AGENDA CULTURAL

5.11.11

Da vovó para os netos


Hélio Consolaro*
Capa do livro

O  livro “Diário de Vó Lina” é digno de leitura para quem gosta de suspense e mistérios.  Se fosse transformado em filme ou novela, os espectadores roeriam as unhas defronte à tela.

Emília Goulart aplicou bem a teoria básica do romance, que é segurar o leitor, fazer com que não largue a leitura de forma alguma.

Confesso que ao meio do livro, desconfiei daquela família tão bem estruturada. “Esse José Antônio não me engana” – pensei várias vezes.

Apesar de eu ser um leitor um pouco mais experiente, essa adivinhação do final não ocorre em narrativa bem construída. Mas causar surpresa ao leitor no final é apenas uma das tantas teorias existentes.

Emília Goulart empobreceu o seu livro ao misturar arte com a política. Jorge Amado só passou a fazer sucesso depois de “Gabriela, Cravo e Canela”, quando deixou de fazer catequese comunista em seus livros.

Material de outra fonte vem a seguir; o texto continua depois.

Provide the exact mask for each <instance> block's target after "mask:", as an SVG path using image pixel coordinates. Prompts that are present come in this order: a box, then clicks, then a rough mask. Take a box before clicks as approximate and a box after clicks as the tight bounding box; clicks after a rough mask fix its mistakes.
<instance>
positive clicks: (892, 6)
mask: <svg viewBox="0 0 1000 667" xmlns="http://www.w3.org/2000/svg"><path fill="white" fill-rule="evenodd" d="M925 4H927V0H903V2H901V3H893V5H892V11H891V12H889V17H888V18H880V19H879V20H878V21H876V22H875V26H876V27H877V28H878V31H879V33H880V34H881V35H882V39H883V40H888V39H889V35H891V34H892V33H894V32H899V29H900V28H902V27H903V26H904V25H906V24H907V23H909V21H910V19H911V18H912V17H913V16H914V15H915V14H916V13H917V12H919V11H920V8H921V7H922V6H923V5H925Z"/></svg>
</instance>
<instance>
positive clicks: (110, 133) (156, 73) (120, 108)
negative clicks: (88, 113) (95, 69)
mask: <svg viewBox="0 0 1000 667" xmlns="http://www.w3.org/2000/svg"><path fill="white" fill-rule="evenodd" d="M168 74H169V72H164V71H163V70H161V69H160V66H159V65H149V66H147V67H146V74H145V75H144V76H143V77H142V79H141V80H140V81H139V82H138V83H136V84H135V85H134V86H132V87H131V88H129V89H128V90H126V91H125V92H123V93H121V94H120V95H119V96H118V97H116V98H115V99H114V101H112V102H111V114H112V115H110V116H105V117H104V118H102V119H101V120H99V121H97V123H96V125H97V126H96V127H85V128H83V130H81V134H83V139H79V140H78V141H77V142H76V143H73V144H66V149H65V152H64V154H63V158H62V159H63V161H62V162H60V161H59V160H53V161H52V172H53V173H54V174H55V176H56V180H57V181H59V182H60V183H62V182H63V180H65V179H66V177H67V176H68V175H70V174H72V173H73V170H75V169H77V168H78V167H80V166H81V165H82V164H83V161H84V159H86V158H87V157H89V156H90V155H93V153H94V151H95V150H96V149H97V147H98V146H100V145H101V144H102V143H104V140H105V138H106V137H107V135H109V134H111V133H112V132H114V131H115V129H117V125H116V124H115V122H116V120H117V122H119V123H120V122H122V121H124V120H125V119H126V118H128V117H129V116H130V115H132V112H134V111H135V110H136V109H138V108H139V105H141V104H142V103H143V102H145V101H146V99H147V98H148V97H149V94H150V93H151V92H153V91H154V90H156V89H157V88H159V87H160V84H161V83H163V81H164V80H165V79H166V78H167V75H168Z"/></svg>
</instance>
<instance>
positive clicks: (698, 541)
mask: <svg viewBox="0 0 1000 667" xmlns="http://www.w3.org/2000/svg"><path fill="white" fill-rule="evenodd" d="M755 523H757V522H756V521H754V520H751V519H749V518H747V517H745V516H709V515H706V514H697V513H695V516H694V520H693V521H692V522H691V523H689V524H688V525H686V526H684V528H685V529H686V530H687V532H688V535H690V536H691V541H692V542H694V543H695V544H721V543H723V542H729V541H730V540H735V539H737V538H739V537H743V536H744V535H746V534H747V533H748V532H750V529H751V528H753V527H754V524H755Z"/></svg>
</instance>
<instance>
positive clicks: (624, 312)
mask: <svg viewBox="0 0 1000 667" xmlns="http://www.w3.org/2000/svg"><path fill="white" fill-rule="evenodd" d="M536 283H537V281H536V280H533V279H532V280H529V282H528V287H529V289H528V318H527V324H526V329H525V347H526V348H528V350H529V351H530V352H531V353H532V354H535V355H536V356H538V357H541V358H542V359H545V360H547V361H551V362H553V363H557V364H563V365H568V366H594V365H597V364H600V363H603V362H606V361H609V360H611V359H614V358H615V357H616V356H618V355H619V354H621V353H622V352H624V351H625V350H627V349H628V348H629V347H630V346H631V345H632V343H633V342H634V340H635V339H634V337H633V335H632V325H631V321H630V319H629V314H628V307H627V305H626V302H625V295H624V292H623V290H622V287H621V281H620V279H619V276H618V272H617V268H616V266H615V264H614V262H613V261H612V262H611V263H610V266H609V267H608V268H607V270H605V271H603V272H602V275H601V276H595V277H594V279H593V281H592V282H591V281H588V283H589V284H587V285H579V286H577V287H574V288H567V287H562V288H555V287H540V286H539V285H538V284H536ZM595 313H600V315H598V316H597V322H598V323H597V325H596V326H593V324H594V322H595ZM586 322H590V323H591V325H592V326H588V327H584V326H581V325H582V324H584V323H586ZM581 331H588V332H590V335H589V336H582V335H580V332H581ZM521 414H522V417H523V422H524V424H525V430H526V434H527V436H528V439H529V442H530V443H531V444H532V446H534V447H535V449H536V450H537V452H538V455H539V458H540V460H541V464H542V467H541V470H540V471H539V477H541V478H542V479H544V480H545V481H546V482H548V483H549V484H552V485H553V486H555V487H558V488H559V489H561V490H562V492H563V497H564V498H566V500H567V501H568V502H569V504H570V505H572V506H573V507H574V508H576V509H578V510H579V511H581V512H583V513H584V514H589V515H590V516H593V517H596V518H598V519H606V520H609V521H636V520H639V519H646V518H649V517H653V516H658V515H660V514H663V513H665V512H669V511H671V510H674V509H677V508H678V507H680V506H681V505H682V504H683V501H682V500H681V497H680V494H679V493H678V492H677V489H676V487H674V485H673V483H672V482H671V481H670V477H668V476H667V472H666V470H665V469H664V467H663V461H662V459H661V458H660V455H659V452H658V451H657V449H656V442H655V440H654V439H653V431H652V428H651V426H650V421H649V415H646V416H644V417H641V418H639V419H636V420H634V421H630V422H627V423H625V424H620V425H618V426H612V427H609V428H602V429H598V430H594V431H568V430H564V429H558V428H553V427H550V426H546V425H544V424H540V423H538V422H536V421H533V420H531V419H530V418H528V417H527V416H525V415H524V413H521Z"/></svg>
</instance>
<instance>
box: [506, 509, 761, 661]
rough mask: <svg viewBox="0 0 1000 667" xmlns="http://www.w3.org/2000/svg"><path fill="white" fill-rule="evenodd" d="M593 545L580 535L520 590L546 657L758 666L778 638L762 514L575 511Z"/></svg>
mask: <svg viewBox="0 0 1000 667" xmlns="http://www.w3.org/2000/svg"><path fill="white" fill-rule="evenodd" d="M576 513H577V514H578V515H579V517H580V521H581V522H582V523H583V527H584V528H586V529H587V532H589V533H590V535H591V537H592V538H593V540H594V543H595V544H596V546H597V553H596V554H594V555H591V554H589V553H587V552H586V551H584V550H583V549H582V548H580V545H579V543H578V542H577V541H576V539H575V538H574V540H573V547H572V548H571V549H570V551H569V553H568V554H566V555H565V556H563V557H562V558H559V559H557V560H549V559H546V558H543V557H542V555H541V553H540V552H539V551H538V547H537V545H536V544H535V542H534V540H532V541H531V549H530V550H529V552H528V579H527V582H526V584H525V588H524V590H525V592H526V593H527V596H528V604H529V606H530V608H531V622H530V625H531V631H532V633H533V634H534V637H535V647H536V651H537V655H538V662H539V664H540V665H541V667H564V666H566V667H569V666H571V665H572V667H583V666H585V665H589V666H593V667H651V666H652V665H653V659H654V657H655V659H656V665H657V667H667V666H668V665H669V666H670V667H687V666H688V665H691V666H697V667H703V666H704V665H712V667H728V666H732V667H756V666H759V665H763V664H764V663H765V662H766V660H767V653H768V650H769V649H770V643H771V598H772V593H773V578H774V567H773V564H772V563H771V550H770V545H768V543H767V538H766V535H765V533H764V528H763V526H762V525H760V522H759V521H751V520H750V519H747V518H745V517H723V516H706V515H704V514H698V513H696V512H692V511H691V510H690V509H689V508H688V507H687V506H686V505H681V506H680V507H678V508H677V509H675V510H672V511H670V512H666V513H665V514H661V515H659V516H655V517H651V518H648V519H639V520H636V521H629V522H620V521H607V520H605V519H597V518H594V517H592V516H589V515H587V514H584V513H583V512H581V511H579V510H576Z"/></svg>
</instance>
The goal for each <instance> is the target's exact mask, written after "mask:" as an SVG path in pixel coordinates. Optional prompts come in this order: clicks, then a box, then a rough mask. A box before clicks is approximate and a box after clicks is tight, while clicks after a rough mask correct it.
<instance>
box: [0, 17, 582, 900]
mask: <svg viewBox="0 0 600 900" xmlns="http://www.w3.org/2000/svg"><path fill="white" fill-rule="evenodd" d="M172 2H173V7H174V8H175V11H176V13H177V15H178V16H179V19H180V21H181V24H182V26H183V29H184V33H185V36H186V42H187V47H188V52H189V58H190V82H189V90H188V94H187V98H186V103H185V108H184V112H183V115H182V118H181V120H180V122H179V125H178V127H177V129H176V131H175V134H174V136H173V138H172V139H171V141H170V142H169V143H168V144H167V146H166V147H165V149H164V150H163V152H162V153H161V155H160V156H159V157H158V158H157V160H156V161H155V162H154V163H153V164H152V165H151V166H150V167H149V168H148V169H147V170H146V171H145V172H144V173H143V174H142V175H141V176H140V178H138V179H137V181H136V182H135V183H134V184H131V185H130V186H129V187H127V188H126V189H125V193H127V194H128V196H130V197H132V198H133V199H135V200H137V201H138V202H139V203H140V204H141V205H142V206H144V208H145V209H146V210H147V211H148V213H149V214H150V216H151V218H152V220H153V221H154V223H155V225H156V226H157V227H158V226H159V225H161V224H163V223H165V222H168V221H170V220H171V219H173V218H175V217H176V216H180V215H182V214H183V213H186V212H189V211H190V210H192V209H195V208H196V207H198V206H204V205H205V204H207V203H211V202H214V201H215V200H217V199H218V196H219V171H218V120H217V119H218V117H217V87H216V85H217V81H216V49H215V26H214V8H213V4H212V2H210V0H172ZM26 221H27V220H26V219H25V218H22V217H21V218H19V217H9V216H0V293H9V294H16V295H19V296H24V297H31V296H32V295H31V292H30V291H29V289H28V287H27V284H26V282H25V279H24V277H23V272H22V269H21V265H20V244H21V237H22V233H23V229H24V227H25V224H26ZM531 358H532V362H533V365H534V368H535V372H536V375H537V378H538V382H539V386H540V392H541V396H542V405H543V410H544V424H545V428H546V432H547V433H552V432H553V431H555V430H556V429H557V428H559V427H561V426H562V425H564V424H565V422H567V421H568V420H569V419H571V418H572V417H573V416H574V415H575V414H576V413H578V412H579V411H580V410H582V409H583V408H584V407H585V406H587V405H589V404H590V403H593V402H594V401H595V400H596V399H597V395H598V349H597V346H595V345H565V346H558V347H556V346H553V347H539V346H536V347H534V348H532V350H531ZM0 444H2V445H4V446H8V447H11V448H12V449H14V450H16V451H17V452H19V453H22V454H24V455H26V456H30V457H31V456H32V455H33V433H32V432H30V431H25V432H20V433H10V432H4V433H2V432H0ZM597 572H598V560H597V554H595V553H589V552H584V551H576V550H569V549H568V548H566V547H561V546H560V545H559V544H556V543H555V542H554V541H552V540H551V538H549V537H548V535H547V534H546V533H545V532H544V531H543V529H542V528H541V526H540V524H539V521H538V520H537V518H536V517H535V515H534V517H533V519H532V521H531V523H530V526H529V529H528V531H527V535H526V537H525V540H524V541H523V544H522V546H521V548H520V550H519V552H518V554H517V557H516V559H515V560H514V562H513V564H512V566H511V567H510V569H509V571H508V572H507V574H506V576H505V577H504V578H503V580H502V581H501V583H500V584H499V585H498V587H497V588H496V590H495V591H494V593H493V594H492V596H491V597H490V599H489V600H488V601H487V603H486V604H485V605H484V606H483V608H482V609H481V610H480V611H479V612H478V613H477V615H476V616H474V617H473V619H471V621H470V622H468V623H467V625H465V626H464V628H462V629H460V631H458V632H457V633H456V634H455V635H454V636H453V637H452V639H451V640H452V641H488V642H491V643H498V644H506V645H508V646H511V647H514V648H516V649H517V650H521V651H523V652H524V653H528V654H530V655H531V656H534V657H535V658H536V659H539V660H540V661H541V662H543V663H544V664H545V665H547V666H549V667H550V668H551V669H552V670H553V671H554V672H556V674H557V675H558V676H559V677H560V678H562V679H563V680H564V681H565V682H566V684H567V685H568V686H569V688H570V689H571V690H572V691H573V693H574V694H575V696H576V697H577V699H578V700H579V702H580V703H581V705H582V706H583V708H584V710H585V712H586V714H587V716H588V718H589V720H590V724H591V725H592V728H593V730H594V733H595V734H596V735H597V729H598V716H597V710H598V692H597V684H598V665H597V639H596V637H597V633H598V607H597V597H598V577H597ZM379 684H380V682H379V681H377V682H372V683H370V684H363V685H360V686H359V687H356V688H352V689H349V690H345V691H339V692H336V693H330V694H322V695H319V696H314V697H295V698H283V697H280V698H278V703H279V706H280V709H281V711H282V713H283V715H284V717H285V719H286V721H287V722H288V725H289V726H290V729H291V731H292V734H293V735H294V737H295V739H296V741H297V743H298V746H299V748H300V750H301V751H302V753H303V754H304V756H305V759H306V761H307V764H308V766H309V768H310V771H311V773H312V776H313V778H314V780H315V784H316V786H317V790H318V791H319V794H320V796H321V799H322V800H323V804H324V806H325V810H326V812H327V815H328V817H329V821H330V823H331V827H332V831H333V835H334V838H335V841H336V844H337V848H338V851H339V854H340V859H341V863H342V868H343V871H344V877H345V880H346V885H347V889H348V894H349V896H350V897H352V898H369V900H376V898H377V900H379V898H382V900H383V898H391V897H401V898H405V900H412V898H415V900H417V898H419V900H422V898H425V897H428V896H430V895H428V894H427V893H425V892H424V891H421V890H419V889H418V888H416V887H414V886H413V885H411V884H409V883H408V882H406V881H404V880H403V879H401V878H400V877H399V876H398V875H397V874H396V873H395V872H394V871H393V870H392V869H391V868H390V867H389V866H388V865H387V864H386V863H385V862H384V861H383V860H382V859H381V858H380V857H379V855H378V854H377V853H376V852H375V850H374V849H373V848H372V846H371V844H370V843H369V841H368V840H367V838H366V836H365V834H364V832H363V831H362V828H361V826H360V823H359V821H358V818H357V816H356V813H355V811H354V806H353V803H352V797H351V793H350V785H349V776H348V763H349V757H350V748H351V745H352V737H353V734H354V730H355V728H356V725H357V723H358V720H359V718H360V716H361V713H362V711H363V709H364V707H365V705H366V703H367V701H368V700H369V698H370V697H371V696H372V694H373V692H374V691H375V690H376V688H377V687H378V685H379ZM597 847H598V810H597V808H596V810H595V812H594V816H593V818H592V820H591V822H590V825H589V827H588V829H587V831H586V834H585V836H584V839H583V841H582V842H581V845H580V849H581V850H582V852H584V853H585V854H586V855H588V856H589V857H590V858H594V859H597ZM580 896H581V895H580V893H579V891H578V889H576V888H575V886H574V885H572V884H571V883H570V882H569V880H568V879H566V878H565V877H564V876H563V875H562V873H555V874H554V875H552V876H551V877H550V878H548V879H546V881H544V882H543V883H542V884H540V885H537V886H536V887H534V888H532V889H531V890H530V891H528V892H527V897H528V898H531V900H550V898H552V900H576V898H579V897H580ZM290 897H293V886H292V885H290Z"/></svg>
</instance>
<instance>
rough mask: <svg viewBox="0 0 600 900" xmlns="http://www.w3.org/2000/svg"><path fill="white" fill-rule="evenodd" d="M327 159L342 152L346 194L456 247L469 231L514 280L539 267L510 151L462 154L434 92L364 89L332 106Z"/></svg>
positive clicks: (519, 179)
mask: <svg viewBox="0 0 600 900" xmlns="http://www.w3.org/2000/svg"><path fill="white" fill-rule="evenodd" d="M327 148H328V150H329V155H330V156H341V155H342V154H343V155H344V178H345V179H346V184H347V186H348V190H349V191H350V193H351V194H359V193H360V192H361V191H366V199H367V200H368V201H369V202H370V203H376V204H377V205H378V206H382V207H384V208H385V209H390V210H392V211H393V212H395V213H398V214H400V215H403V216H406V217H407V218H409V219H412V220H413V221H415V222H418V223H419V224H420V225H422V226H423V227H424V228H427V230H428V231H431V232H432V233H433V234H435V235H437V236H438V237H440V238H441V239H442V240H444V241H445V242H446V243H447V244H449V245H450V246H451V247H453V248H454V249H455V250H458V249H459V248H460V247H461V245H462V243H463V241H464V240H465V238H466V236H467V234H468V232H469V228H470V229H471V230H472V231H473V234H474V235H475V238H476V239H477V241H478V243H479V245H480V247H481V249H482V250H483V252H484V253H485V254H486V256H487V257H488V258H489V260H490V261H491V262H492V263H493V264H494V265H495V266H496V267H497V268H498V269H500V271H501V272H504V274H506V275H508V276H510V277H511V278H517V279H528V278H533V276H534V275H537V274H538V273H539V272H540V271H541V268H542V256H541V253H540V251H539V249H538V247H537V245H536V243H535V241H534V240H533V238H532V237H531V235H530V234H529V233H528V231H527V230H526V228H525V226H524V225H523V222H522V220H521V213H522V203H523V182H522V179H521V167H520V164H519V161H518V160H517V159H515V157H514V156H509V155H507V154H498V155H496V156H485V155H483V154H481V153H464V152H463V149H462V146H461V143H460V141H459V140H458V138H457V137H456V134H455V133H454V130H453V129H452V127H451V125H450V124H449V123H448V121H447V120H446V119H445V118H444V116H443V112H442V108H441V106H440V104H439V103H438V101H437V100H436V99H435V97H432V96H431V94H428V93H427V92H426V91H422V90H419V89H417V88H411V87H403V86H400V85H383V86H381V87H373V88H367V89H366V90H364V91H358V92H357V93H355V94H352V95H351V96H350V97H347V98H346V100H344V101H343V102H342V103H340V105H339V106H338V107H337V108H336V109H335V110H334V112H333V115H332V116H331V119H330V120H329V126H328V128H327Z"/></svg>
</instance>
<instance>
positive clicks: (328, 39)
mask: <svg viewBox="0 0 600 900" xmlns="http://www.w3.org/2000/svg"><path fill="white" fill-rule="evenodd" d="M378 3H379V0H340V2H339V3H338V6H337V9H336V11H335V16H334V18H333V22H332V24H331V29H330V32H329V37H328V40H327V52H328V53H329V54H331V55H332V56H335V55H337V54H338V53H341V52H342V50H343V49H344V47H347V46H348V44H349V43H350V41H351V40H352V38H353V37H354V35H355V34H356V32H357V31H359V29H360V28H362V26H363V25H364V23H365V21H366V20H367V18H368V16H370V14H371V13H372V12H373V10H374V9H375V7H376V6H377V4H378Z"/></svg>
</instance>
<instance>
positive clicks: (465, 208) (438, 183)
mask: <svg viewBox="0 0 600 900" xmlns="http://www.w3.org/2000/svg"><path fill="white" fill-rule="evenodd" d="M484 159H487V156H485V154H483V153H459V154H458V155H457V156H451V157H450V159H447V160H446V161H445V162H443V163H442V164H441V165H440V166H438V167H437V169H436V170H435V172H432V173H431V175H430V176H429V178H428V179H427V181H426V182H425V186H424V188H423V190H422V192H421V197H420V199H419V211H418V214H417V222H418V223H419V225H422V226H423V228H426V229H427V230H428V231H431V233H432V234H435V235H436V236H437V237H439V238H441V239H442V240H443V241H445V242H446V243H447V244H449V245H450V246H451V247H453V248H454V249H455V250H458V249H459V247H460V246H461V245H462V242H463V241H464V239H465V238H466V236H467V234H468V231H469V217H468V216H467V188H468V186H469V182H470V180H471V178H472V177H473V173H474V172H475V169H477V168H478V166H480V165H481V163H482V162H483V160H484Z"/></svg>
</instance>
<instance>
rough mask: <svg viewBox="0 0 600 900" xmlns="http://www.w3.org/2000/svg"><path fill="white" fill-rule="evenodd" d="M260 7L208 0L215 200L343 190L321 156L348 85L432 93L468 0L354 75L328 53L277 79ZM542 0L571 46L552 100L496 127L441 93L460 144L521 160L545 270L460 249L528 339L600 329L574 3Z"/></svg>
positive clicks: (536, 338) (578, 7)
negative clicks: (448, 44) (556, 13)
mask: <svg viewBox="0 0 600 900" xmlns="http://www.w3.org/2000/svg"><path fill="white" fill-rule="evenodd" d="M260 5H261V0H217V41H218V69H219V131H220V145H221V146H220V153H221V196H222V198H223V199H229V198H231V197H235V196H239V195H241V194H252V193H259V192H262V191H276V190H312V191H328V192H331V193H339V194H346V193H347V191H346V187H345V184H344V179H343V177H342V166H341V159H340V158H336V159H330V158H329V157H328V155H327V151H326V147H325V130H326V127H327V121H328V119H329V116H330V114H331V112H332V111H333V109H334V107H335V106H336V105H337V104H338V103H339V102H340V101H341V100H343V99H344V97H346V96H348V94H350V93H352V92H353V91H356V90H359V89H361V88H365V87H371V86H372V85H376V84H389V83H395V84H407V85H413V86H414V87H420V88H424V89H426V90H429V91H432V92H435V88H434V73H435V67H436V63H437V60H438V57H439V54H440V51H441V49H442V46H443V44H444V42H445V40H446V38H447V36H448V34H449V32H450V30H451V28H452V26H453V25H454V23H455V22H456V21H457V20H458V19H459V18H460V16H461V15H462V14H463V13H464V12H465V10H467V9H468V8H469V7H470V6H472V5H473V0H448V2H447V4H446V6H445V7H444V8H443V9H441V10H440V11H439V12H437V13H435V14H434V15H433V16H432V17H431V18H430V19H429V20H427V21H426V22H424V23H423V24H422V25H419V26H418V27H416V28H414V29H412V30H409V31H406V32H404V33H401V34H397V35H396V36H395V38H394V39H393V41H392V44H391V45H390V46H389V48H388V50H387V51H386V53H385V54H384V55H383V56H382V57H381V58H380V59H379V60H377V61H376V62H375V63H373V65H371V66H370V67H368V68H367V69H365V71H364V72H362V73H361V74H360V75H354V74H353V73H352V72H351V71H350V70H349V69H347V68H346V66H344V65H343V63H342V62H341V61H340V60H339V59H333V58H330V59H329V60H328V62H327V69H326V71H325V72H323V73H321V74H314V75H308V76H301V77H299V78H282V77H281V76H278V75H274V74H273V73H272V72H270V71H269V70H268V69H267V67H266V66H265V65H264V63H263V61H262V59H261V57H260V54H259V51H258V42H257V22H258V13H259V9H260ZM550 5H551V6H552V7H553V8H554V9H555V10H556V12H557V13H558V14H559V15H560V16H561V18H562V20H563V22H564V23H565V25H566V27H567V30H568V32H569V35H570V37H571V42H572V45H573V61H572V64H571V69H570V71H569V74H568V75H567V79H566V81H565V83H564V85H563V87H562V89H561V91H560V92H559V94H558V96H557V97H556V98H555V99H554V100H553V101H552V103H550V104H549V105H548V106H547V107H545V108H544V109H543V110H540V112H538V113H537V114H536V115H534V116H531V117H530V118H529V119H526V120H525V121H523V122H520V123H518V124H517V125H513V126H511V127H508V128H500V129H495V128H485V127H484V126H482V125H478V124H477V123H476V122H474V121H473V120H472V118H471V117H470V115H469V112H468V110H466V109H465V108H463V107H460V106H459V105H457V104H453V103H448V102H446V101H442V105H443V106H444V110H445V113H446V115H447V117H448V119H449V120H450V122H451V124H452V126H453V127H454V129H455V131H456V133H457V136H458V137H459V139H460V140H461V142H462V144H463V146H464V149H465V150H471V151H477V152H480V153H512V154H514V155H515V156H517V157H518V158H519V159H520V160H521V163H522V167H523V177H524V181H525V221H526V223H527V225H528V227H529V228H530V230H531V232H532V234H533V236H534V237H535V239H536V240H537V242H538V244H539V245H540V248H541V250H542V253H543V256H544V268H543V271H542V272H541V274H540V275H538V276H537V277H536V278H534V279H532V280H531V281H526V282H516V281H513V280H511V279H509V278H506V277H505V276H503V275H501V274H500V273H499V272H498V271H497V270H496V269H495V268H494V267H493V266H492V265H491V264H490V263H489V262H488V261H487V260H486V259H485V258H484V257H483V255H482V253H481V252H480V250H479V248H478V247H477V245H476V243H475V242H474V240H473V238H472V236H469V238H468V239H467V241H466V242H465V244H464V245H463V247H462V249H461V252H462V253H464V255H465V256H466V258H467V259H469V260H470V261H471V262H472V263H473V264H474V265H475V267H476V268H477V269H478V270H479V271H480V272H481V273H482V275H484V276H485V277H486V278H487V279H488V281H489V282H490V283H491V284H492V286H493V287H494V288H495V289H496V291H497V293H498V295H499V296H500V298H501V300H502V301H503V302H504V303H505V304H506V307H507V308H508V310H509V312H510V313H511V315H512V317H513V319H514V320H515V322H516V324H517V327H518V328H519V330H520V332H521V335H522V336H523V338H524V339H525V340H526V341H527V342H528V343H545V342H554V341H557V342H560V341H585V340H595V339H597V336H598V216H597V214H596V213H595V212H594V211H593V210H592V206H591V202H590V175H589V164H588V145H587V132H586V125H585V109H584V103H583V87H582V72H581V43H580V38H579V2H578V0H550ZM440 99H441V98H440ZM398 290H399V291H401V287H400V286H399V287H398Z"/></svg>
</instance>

Escrever artigos esbravejantes em blogs, xingar políticos nas redes sociais, escrever cartas às colunas de leitores do jornal é uma coisa, romance é para ser lido daqui a 100 anos. Além disso, o leitor pode gostar da história e detestar as posições políticas do autor de obra tão volumosa.

Se o autor quiser passar subliminarmente uma mensagem (e não tão declaradamente como faz Emília Goulart no livro), que defenda os valores universais da humanidade, válidas em qualquer época. Ou dê literariedade à crítica política, como fazia Machado de Assis, por exemplo.

Emília se mete a falar mal de políticos de uma forma chã, empírica. No livro “Diário de Vó Lina” há a Dora, empregada da casa há décadas. A narradora lamenta a pobreza da auxiliar doméstica, da doença do marido, culpa os políticos pela miséria daquela mulher. Se Dora está assim e trabalha naquela casa há tanto tempo, quem é o culpado de sua pobreza extrema? Quem lhe pagou salários miseráveis, ou seja, a própria família da narradora.

Ainda bem que há poucos escorregões desse tipo pelo livro. Não estou defendendo os políticos, desejo preservar a sua obra da efemeridade.

Carlos Drummond de Andrade carregava certa frustração por ter escrito apenas poemas, crônicas e contos. Nunca escreveu um romance. Este croniqueiro carrega também essa amargura. E a Emília Goulart partiu para um romance, persistiu, trabalhou, pesquisou. Deixou-me certa inveja.

“O Diário de Vó Lina” é para ser lido num fim de semana, adotado em escolas, depois convidar a autora para debater o livro com os alunos. Valorizar os escritores  de Araçatuba e região é incentivar a literatura caipira, aqui do interior. O livro tem 160 páginas, papel reciclável, pelo preço de R$ 25,00, editora Somos.


*Hélio Consolaro é professor, jornalista, escritor. Membro da Academia Araçatubense de Letras e da União Brasileira de Escritores         

Um comentário:

Emília Goulart disse...

Obrigada professor, recebi a crítica como uma aula e o elogio com discernimento.